The “Franken” Speedmaster isn’t even unique in the world of auctions and collecting. Even before Christie’s sold Salvator Mundi for over US$450 million – making it the most expensive painting sold at auction – there were questions as to whether it was really painted by Leonardo da Vinci.
And then there was the “Nazi” Porsche Type 64 that failed to sell at Sotheby’s in 2019. Not only did it have a history rooted in the Third Reich, it was allegedly something of a “Franken” car. If it had sold for eight figures, would it have changed anything about the classic Porsche market?
Having skin in the game
A multi-million dollar watch that might be fraudulent arguably is most relevant to someone who has bought a multi-million watch at the same venue.
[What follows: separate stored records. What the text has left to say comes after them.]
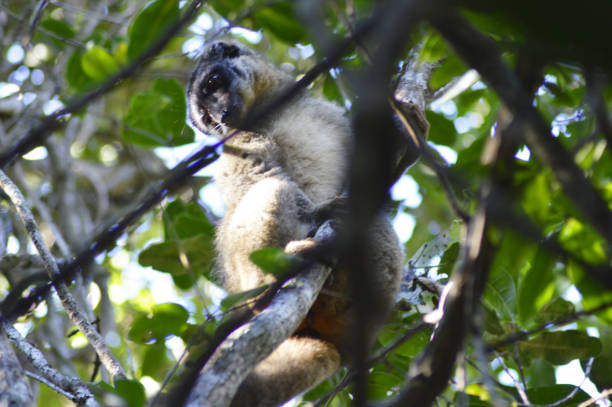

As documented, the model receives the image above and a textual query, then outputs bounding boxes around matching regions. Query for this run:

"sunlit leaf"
[81,46,119,81]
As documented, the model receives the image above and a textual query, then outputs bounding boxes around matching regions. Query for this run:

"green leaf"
[323,74,343,104]
[484,233,529,320]
[521,172,555,225]
[221,286,268,311]
[39,17,75,48]
[589,353,612,391]
[141,343,169,377]
[419,32,448,62]
[518,250,555,325]
[66,51,94,90]
[527,359,556,387]
[114,379,146,407]
[128,303,189,343]
[123,78,195,147]
[518,330,601,365]
[163,200,215,241]
[252,3,306,44]
[567,262,612,323]
[81,46,119,81]
[559,218,607,265]
[138,234,215,283]
[250,247,300,277]
[368,370,402,400]
[430,54,467,90]
[127,0,180,61]
[426,111,457,146]
[208,0,245,17]
[526,385,590,406]
[437,241,459,277]
[530,297,575,327]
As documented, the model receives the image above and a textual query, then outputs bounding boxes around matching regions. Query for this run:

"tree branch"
[1,318,99,407]
[0,329,33,407]
[0,170,125,380]
[185,222,336,407]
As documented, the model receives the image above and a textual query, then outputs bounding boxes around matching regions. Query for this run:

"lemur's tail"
[230,336,340,407]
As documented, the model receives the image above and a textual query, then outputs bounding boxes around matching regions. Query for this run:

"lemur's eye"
[204,73,222,93]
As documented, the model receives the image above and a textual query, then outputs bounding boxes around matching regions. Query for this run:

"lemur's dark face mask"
[188,42,246,137]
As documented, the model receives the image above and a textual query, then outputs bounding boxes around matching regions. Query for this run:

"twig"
[26,0,49,47]
[25,370,74,400]
[577,388,612,407]
[1,318,100,407]
[0,169,125,380]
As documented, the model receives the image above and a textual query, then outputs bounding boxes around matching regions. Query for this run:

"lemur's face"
[188,42,250,137]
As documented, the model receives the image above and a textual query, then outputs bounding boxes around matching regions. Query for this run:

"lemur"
[187,41,402,407]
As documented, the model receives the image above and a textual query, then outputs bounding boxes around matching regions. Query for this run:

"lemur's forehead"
[204,42,245,61]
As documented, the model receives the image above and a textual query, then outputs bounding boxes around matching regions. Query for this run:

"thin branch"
[1,318,100,407]
[0,170,125,380]
[372,186,494,407]
[26,0,49,47]
[577,388,612,407]
[25,370,74,400]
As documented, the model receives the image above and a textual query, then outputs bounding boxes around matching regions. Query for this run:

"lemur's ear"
[206,42,241,60]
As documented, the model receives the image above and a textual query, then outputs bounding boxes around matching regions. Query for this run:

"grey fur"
[188,41,402,407]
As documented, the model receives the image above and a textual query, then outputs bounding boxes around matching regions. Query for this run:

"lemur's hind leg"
[230,337,341,407]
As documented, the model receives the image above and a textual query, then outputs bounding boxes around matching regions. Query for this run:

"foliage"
[0,0,610,406]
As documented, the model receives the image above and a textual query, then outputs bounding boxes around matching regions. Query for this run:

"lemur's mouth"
[203,110,218,127]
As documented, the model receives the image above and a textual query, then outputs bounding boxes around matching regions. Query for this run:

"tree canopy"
[0,0,611,406]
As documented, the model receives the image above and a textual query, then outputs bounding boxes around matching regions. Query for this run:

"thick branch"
[185,222,336,407]
[373,189,494,407]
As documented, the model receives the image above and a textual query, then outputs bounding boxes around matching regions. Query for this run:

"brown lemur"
[187,41,403,407]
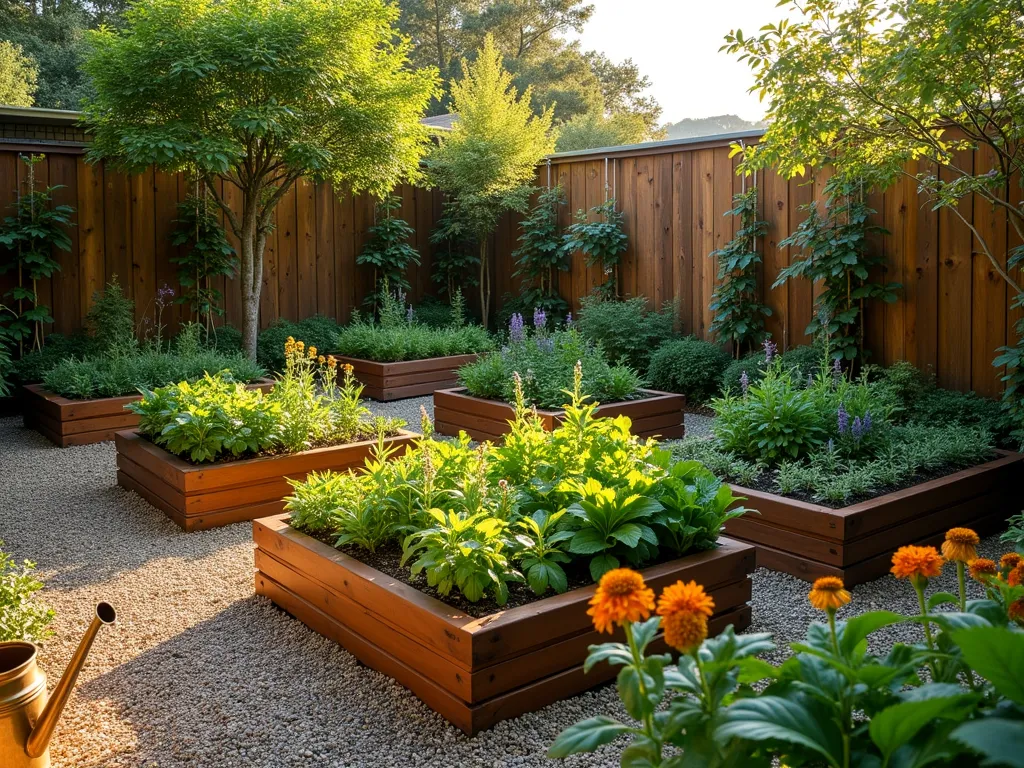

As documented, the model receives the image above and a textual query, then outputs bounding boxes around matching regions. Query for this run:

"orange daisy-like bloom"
[587,568,655,635]
[1009,598,1024,623]
[808,576,852,612]
[295,340,305,353]
[343,363,355,376]
[318,355,326,365]
[1009,563,1024,588]
[891,545,944,583]
[657,580,714,652]
[1001,553,1022,570]
[327,355,338,369]
[969,558,998,581]
[941,528,979,563]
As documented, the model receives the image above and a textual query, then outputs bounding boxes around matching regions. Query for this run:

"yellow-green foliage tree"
[427,35,555,328]
[0,40,37,107]
[83,0,438,358]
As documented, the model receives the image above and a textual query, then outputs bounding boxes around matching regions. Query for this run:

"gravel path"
[0,408,1006,768]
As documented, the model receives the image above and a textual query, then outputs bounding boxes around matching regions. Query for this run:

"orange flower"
[969,558,998,581]
[808,576,851,612]
[941,528,979,563]
[657,580,714,652]
[343,363,355,376]
[1001,553,1022,571]
[1009,598,1024,623]
[327,355,338,369]
[587,568,655,635]
[318,355,326,365]
[295,340,305,352]
[891,545,943,583]
[1009,563,1024,588]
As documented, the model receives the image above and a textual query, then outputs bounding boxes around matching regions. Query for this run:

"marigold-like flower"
[891,545,943,583]
[327,355,337,369]
[657,580,714,652]
[587,568,655,635]
[1009,563,1024,588]
[295,340,305,352]
[941,528,979,563]
[308,345,317,359]
[1009,598,1024,623]
[317,355,326,365]
[1001,553,1022,571]
[808,576,851,612]
[969,558,998,581]
[343,363,354,376]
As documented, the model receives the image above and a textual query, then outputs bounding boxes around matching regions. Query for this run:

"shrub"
[576,295,676,371]
[0,540,54,642]
[257,315,344,371]
[548,536,1024,768]
[459,318,642,409]
[647,337,731,404]
[286,372,750,605]
[86,277,135,352]
[333,320,493,363]
[130,339,402,462]
[13,331,98,384]
[200,324,243,355]
[720,343,822,394]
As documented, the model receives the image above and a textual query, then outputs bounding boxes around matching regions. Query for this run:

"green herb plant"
[562,197,628,297]
[0,539,55,643]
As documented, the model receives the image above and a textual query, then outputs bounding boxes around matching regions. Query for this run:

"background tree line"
[0,0,664,152]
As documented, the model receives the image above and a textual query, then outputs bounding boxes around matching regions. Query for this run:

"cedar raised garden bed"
[723,450,1024,586]
[21,378,275,447]
[433,387,686,443]
[336,354,480,401]
[254,513,754,734]
[115,429,418,531]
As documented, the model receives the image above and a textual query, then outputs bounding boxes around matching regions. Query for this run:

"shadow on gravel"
[0,418,250,590]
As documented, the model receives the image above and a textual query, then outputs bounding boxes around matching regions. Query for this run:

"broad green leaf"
[839,611,905,657]
[869,688,976,761]
[716,696,843,767]
[951,627,1024,704]
[547,716,632,757]
[951,719,1024,767]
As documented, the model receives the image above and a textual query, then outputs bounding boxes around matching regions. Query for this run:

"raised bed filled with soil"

So I posed the question to the discerning European collector who bought the Patek Philippe ref. 2499 in pink gold just last month at Phillips for CHF3.21 million – does it affect his willingness to buy high-value watches at auction?
“You cannot blame Phillips for the crookery as they were not the owners of the watch and were most probably not aware of the games played in the background,” he responded, “They relied on the Omega Museum and probably were fooled as well.”
The Salvator Mundi hasn’t been seen in public since it was sold, but the debate surrounding its originality continues with respectable experts and academics on both sides of the argument. The fact of matter is that controversial sales have, and will, always arise at auction – with enough regularity to create headlines but rarely enough to deter buyers who know what they are doing.